A Father's Love
“What does it mean to love your father?” the therapist asked.
I had no idea. I wondered if it might be better to hate him.
My uncles tell me that my parents had an old-fashioned sort of love. Childhood sweethearts, my mother and father were equally quiet, shy, and sensitive, and were only truly at ease when they were together. So you can imagine the heartache, fear, and pain felt when my father’s parents separated the young couple, moving the family from the housing projects of Newark back to the green hills of Puerto Rico.
My uncles tell me that this is when my father really started drinking. Seventeen years old and pulled from his love, he desperately wanted to escape. Puerto Rico was no longer his home, and more: A baby was on the way. What would he do?
They say he would have walked from that little house on the hill in Aguada, through the sugar cane fields, and into the ocean, to swim the 1500 miles to be with my mom. I wish I knew him then. Instead, I grew up afraid of the man who’d stumble home, startling me from sleep with his heaves and cries as he left his stomach in the toilet; the man who punched holes in our walls and left my mother on the floor, crying; the man who was seen with another woman at Golda’s Bar on Fleming Avenue.
“What would it mean to hate your father?” the therapist asked.

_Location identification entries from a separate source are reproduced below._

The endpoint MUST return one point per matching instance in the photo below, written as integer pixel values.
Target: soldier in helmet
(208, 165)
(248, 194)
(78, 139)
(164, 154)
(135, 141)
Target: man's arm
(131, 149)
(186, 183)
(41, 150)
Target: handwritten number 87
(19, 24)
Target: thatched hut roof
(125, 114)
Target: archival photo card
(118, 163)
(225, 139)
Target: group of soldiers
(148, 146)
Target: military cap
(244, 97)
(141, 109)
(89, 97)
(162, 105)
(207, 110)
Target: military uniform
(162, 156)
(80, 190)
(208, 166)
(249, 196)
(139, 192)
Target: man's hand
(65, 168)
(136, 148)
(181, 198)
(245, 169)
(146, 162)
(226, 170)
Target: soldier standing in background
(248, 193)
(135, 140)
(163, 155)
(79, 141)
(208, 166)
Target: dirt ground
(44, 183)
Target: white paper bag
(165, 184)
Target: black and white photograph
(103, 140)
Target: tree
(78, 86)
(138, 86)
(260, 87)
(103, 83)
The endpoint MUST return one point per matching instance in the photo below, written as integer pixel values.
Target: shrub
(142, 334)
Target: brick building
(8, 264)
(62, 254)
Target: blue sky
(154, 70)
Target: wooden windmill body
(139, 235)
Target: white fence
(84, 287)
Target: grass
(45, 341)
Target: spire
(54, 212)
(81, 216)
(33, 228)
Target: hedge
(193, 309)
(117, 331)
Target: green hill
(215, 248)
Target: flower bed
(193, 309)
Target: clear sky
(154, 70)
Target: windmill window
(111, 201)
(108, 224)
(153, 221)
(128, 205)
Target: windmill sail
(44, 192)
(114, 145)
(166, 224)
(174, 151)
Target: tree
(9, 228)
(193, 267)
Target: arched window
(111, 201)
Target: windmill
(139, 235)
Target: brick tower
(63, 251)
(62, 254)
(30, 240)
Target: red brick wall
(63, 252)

I had no idea. I only knew it was easier than love. Today, I think hating him would mean hating a part of myself, so I’ve stopped. I want to find the part of my father that I can love. He didn’t mean to be a bad father; he just made mistakes. For too long, I considered myself one of them. It’s pretty simple: Children need to love their parents in order to better love themselves.
A recent piece in the New York Times, “Affirmation of a Father’s Love, Etched in Vinyl,” by Connie May Fowler, daughter of country-western singer Henry May, got me thinking about this stuff. You should read it. I've been sending it around to friends, and I think I'll send it to my father, too.